The discovery of the comet now known as C/2022 A1 (Sárneczky), is fortunate because it is moving very fast and orbits the sun in the opposite direction to Earth. The celestial object was discovered by Krisztián Sárneczky on the night of January 1-2 with the 60-cm Schmidt telescope of the Piszkéstető Observatory.
The astronomer was investigating a previously unseen nebulous spot in the constellation “Lynx” and took three photos with an exposure time of 104 seconds each. The astronomer wrote on his social media page that he had already noticed a small planet with a diameter of 30-40 meters near Earth in the third triple image.
This became the celestial body with the sign 2022 AC, which passed Earth 1.1 million kilometers away on December 28th and already moved away at the time of its discovery.

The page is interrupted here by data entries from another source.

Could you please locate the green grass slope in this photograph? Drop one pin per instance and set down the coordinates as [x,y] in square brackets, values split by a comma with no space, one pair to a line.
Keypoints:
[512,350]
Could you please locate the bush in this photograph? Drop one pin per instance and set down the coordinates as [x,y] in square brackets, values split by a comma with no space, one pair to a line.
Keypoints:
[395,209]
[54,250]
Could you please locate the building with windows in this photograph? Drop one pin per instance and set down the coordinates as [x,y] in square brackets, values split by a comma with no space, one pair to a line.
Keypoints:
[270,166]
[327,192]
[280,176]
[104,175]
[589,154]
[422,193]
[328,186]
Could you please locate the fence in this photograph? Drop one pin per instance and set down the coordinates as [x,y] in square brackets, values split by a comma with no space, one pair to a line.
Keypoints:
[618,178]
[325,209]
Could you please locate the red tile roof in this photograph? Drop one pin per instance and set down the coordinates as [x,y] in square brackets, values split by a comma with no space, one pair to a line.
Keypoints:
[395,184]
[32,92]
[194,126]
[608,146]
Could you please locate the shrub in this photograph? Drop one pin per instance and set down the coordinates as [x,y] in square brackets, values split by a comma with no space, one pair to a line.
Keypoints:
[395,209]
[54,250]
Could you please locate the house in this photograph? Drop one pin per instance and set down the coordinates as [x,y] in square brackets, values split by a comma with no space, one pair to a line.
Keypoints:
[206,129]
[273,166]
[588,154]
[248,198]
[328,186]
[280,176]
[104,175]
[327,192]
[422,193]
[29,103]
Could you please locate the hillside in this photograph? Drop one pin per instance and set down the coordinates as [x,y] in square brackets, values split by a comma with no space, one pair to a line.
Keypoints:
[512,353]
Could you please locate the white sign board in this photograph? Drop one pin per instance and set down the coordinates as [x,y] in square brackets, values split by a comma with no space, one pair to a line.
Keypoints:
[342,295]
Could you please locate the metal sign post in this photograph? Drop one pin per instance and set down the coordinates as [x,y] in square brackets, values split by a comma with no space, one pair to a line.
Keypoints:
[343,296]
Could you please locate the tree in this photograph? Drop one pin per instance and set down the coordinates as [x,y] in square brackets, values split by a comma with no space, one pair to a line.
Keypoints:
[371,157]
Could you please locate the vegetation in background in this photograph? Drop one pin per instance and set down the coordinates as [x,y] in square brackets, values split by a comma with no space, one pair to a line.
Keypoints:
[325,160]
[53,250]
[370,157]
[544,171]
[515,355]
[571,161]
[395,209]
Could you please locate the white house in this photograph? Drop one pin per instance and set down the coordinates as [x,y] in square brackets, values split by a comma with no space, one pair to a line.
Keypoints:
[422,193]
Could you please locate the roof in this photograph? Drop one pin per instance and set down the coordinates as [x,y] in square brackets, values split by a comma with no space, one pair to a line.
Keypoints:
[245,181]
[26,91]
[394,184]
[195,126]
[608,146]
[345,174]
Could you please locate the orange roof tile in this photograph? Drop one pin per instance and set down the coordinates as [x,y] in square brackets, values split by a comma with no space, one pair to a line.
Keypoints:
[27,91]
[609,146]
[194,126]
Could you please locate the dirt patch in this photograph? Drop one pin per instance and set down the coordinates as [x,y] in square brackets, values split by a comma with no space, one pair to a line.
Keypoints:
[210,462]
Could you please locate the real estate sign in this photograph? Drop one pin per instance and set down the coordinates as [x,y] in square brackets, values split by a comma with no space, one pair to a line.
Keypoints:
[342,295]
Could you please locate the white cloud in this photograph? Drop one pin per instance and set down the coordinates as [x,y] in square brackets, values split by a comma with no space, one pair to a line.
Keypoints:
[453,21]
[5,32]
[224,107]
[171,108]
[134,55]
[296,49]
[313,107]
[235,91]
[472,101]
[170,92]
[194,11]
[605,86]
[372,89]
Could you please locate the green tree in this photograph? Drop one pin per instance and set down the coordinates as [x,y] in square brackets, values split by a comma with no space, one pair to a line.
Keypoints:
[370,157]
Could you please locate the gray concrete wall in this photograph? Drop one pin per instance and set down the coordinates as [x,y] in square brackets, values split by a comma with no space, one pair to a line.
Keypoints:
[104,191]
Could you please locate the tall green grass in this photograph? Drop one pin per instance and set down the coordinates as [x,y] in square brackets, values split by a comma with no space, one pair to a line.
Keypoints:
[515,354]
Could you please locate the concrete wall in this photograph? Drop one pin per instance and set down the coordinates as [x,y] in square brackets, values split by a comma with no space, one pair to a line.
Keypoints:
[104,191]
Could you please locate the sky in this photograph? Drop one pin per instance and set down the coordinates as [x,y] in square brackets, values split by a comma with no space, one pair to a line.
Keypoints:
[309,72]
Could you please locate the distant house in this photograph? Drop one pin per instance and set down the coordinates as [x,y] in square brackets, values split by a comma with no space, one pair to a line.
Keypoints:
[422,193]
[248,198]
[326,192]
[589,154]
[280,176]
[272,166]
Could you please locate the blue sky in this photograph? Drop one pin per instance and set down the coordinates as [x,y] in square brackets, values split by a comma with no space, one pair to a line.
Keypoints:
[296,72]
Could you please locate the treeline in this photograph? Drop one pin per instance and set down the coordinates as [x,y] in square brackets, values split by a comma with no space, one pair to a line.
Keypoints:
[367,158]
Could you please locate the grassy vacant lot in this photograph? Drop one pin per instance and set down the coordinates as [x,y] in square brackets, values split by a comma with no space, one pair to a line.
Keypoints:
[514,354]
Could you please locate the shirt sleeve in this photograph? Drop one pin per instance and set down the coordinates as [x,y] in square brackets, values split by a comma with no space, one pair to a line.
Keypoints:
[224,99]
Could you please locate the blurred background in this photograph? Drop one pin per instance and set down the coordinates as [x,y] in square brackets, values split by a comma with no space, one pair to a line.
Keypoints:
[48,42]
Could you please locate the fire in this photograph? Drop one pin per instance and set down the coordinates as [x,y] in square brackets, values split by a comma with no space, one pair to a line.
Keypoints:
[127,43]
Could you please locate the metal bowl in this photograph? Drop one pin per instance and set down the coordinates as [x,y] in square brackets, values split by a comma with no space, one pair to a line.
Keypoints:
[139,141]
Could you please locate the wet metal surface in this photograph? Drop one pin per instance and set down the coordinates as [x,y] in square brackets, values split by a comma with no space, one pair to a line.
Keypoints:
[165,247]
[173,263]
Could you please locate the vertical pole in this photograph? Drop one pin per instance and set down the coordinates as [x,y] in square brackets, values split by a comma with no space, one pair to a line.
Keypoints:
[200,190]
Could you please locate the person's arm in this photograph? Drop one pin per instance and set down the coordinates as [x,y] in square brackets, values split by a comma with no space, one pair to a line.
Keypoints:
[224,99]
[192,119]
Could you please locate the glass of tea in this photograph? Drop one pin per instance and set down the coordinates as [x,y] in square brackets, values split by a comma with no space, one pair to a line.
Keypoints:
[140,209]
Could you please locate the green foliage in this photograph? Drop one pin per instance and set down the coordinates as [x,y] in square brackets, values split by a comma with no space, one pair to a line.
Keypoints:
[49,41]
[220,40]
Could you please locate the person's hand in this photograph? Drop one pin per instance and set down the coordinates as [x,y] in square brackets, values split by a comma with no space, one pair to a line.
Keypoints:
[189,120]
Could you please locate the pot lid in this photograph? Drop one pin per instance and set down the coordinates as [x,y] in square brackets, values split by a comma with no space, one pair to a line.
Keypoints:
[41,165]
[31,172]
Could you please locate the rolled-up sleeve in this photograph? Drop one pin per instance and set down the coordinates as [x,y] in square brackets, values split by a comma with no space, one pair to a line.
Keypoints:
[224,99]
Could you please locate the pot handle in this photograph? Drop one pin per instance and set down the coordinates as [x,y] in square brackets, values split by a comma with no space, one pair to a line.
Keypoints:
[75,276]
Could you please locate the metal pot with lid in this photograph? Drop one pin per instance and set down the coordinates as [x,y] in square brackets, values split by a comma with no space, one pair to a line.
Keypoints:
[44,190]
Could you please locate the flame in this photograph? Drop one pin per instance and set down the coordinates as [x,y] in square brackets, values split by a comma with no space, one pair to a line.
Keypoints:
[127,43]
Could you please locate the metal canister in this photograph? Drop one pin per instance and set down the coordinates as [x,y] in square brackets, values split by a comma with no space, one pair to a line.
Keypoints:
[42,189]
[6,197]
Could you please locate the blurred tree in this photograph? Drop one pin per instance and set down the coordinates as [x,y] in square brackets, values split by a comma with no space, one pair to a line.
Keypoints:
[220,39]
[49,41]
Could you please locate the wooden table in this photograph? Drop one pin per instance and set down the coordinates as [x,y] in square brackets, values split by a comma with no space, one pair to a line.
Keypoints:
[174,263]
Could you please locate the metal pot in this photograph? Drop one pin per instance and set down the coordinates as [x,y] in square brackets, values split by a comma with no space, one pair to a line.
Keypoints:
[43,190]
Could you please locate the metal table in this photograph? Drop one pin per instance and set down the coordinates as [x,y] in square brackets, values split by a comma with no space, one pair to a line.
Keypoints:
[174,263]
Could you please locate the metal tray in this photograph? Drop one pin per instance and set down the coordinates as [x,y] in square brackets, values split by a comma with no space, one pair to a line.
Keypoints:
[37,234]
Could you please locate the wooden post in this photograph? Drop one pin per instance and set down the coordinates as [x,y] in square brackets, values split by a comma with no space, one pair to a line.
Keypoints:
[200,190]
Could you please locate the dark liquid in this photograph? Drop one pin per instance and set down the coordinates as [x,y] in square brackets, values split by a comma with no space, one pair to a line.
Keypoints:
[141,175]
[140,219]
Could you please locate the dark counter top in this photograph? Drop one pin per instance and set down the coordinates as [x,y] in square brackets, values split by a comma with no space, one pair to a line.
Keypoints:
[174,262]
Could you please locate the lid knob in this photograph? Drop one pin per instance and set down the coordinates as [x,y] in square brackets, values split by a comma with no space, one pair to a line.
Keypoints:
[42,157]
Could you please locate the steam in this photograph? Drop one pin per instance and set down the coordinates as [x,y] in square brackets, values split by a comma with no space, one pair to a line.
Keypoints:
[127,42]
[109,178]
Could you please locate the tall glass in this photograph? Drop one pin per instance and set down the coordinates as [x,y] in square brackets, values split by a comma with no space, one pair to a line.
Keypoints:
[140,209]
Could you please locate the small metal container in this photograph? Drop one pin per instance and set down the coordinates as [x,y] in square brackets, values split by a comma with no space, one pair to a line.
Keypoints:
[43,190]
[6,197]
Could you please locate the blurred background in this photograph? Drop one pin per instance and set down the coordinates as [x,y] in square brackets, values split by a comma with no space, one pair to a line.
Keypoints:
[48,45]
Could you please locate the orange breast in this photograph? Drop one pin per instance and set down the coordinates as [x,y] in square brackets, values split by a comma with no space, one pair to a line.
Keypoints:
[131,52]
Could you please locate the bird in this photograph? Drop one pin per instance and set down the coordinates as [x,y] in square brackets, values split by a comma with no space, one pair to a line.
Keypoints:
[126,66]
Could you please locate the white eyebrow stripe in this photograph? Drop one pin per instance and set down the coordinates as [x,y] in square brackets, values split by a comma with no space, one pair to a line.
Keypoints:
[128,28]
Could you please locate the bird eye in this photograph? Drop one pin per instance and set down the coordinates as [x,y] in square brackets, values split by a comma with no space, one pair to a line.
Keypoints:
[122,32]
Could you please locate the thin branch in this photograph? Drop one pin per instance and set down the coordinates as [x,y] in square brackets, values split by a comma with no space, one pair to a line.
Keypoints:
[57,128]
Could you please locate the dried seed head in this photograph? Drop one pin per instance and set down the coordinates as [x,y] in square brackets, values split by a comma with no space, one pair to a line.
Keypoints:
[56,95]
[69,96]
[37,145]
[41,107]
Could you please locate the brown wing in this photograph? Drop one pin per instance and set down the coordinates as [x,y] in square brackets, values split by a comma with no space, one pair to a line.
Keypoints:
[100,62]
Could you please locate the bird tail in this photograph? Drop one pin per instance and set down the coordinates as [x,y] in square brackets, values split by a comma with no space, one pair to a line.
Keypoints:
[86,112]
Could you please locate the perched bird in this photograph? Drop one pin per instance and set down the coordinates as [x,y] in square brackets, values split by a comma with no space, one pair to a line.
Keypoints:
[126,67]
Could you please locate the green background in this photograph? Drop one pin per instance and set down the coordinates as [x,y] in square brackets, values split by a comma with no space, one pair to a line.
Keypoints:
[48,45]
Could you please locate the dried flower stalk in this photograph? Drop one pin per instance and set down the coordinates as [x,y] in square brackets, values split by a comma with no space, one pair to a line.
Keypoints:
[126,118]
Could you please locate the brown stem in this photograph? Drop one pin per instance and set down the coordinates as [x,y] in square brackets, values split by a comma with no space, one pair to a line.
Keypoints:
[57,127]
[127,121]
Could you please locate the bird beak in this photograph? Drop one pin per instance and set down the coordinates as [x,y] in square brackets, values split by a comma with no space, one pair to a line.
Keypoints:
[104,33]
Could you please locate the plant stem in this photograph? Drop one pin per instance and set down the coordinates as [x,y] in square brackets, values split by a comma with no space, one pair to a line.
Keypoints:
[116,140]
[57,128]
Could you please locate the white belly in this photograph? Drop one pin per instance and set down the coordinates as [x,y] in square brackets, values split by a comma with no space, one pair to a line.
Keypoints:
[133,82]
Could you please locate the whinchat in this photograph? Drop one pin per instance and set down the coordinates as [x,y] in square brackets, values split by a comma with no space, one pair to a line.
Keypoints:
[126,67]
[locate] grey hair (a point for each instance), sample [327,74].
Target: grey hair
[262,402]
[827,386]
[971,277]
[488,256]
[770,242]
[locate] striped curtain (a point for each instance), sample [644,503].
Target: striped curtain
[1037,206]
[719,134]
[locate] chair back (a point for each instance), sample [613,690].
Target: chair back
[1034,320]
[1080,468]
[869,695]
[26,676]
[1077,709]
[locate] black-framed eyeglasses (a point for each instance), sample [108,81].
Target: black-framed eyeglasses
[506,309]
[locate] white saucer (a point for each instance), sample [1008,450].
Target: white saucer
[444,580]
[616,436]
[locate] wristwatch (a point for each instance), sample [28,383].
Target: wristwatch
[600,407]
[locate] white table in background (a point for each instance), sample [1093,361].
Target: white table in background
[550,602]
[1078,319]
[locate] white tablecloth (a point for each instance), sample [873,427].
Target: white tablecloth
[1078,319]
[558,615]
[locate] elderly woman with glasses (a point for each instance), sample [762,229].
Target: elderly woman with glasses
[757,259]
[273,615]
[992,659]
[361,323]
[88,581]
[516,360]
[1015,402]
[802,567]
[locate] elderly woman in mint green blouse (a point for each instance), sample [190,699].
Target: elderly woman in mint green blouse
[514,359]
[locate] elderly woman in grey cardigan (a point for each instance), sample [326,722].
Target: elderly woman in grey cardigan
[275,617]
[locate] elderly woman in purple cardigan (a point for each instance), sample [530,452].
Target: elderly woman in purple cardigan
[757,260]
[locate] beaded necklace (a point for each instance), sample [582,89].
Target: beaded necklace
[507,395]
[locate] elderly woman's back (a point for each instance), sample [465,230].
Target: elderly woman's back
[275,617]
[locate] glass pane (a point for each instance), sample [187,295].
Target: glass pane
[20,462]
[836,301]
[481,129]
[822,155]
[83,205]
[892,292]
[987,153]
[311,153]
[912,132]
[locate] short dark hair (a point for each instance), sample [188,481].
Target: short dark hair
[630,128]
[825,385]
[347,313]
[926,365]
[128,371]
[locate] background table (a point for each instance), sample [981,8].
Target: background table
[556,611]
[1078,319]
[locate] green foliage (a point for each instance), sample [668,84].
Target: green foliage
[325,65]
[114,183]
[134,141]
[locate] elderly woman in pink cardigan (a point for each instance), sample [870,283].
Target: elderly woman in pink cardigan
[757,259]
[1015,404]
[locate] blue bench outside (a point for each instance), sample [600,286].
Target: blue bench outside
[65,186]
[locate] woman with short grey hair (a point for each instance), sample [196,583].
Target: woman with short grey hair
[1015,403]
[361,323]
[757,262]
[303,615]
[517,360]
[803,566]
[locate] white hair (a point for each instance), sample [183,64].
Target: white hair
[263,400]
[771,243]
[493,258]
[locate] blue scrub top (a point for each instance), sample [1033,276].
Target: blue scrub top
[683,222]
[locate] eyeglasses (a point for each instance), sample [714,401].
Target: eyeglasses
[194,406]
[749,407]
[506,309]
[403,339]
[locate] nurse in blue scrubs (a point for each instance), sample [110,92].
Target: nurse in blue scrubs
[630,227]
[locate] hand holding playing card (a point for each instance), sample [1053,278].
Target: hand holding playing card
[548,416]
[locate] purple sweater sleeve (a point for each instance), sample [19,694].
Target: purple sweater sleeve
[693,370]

According to the researcher’s report, around half past three in the morning he also noticed a small planet with a diameter of 70 meters, which Polish astronomers had also later sighted. From these images and other measurements, he realized that he had discovered a previously unknown, extremely small comet.
I have been coming to Piszkéstető for 24 years, where I have been observing the sky every clear night for a year. Basically, I am looking for near-Earth celestial bodies and minor planets, but it doesn’t bother me at all that I found something completely different,”
the Hungarian astronomer told RTL News afterward. Since the discovery, other astronomers have already taken images of the object, confirming the discovery.
The astronomer then reported his discovery to the Minor Planet Center (MPC). This is the requirement namely that the comet be named after its discoverer. Since then, the MPC employee has posted it on the page that lists possible comets.
At the time of discovery, the comet was only 60 million kilometers from Earth, whereas an average comet is usually 750 million kilometers or even farther away when it is discovered. The comet came closest to Earth at about 9:20 p.m. Saturday night when it was estimated to have passed 47.6 million kilometers away.
Today, the comet is thought to have made only a short-lived visit to the solar system and may not return to our planet for thousands of years,”
Krisztián Sárneczky is the third Hungarian astronomer after György Kulin (1942) and Miklós Lovas (five discoveries between 1942 and 1986) after whom a comet was named.